Pourquoi la Syrie est contre la guerre

Lors de la première guerre du Golfe, en 1991, la Syrie avait assuré avec l’Egypte la couverture arabe indispensable à la mise sur pied d’une coalition internationale pour chasser l’armée irakienne du Koweït. Aujourd’hui, douze ans après, Damas s’oppose fermement à l’option militaire défendue par les Etats-Unis. Des raisons politiques, géopolitiques et économiques vitales pour la Syrie, expliquent cette attitude.
De notre correspondant à Beyrouth,

Depuis que les dirigeants syriens sont convaincus de la volonté ferme des Etats-Unis de renverser militairement le régime irakien, ils ont mobilisé à fond leur diplomatie pour tenter, dans le meilleur des cas, d’éviter la guerre et, dans le pire, d’en contrôler les retombées sur les pays du Proche-Orient. La réunion, ce jeudi, à Istanbul des ministres des Affaires étrangères d’Arabie Saoudite, de Syrie, de Turquie, d’Iran, de Jordanie et d’Egypte pour faire pression en faveur d’une solution pacifique à la crise américano-irakienne, est sans doute le premier résultat de l’intense activité diplomatique déployée par Damas et Ankara dans ce sens. Les visites de responsables et émissaires syriens dans de nombreuses capitales arabes et occidentales et les mises en gardes quasi-quotidiennes du président Bachar el-Assad contre les conséquences incalculables d’une invasion de l’Irak illustrent ces inquiétudes.

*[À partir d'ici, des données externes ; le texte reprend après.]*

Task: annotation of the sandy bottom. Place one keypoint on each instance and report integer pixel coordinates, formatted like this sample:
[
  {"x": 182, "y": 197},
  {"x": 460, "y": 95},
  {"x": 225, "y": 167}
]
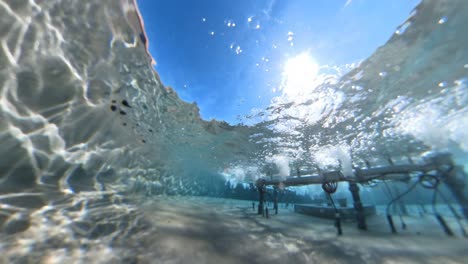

Pour la Syrie, qui a activement participé sur le plan militaire à la libération du Koweït, les circonstances politiques sont aujourd’hui complètement différentes de celles qui prévalaient en 1991. D’abord, les Arabes rejettent presque unanimement le recours à l’option militaire, alors qu’il y a douze ans ils avaient pratiquement tous participé, à divers degrés, à la coalition internationale placée sous l’égide de l’Onu. La légitimité nécessaire à une action militaire fait donc défaut.

Mais des raisons encore plus profondes expliquent l’attitude de Damas. Les responsables syriens pensent que le renversement par des moyens militaires du régime irakien est un dangereux précédent qui pourrait être réédité contre n’importe quel Etat de la région qui refuserait de s’aligner sur la politique américaine. Soutien au terrorisme, développement d’armes de destruction massive ou tout simplement absence de démocratie pourraient ainsi servir de prétexte à une action militaire lancée par l’Amérique.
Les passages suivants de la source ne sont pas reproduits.